The obvious one's are being watchful at stations allowing enough time for passengers to safely board or leave the train, whilst keeping the 'dwell time' down to a minimum. At stations where passengers can cross the platform from one train to another (like at Acton Town, Hammersmith, Barons Court and Earls Court and these are just a few) we should try to watch for trains arriving on the adjacent platform, so that they can change trains. This isn't always easy. At some places you have a very restricted view of the adjacent platform and it's easy to miss a train pulling in. I know that sounds odd, but it's true! Most of the time you focus on the mirrors or monitors and they do not give a view across the platform, and if the platform has a curve (such as at Acton Town) this makes the situation even worse.
You have to watch your route.
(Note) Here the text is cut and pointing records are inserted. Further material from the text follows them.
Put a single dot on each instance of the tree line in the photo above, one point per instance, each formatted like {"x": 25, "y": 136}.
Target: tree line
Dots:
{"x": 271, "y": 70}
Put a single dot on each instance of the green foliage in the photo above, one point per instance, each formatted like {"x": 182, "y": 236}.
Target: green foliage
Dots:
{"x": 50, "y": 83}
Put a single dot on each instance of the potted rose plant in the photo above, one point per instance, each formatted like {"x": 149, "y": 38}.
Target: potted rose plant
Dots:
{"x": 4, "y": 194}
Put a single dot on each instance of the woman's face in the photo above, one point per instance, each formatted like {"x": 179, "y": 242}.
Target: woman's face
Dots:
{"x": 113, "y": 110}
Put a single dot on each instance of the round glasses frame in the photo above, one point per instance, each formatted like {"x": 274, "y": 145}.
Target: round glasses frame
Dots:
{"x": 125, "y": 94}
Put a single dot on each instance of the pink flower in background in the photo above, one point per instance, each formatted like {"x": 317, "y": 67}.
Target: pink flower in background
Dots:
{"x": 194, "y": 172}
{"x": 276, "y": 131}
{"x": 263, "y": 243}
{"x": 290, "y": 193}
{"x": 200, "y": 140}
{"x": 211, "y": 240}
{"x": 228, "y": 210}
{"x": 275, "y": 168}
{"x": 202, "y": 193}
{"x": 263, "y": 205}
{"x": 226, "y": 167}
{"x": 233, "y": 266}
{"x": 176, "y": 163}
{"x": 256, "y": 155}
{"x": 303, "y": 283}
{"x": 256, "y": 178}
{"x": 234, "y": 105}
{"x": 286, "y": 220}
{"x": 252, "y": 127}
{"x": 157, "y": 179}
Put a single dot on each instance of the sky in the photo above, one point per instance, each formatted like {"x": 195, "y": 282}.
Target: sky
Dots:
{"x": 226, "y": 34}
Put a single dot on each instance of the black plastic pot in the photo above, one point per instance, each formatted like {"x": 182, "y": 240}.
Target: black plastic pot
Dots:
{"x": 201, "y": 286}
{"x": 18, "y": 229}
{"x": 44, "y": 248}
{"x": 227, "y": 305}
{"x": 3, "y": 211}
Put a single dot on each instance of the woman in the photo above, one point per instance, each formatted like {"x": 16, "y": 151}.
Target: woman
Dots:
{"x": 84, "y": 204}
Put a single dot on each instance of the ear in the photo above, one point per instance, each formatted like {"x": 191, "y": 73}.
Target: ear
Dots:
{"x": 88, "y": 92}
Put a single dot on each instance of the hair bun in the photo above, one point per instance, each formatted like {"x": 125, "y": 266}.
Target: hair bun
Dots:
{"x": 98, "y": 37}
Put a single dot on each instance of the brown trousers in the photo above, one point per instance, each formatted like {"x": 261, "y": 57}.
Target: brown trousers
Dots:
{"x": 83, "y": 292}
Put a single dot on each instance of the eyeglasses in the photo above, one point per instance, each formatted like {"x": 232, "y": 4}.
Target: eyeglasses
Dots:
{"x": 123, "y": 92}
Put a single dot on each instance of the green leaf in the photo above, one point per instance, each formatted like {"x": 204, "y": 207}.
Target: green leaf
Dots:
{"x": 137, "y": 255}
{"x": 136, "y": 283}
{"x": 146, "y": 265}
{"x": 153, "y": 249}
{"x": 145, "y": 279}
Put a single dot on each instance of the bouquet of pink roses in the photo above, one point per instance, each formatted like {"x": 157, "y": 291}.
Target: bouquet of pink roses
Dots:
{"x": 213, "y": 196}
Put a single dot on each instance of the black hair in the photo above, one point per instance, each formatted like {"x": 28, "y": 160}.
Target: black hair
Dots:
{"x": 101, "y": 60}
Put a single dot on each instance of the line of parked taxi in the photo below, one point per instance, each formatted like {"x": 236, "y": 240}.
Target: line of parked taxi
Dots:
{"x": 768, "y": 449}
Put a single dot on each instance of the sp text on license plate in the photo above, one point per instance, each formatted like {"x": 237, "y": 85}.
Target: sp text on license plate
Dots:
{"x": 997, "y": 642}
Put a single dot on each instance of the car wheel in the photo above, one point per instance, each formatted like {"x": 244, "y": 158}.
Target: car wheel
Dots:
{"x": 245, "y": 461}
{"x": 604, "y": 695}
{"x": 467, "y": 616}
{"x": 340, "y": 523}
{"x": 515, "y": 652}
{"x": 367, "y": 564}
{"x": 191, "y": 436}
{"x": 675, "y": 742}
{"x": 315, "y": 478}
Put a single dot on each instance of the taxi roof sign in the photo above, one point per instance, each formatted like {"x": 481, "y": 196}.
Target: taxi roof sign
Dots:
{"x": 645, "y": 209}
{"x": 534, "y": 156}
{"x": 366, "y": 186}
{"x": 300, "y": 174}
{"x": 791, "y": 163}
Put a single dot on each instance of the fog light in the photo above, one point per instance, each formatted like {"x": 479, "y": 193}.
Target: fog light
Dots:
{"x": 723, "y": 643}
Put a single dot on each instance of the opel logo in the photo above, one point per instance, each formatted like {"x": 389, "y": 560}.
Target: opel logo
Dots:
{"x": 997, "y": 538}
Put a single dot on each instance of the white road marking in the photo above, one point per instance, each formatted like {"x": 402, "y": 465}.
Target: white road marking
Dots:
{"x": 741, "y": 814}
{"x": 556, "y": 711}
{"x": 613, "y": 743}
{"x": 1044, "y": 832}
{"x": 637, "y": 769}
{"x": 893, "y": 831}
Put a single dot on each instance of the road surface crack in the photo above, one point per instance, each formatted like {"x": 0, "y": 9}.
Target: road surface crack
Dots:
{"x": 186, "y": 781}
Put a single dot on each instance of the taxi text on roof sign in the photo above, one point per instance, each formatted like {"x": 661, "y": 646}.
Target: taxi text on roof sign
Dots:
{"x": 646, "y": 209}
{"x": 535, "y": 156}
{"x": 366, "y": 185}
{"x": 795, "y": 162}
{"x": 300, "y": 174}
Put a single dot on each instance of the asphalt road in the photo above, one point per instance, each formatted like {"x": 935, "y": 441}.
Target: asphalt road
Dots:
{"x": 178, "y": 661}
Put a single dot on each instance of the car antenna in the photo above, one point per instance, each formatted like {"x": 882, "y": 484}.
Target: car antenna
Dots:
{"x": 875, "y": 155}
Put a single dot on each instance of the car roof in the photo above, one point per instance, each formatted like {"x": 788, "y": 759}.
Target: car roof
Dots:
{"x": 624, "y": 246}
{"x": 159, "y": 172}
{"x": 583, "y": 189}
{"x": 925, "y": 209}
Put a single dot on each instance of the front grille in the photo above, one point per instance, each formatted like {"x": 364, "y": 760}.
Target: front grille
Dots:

That may sound obvious, but it's easy for a signal operator to give you a wrong route (particularly at somewhere like Earls Court where the options are many!), so you need to be vigilant to look for these errors. If you're not you can end up going the wrong way and that displeases many (and not just passengers!).
You have to watch signals. That may sound obvious, but it's true! Through the central area (between Gloucester Road and Tower Hill) there's a train about every two and a half minutes. If the train ahead is late for any reason there is very little space between you, so you must expect the next signal to be red. If you don't (or your attention wanders) a SPAD is the likely outcome
. I once had a driver from one of the TOC's in my cab and he was amazed not only at the number of signals that we have but also how often you see the tail lights of the train ahead!
You should do appropriate Public Address announcements, not only at stations but also if you're 'held' between stations for more than two minutes you should keep the passengers informed.
And a few other things listening out for radio calls, looking for persons about the track, watching out for any hazards, temporary speed restrictions and many more. Perhaps the odd signal failure or other service disruption can creep into the equation as well!
So in the example of this duty you have to keep up this level of concentration for about three and a half hours, and that's only the 'first half'!
So that's an early turn.
These are really pretty much the reverse of the above, in that you will 'pick up' trains in service and, often, end the day by stabling the train back into the depot.
The following is fairly typical for a 'Dead Late'. As can be seen the duty starts at 1701 and finishes at 0113 the next morning, involves running two trains around and finishing the day by stabling the train back into Ealing Common Depot.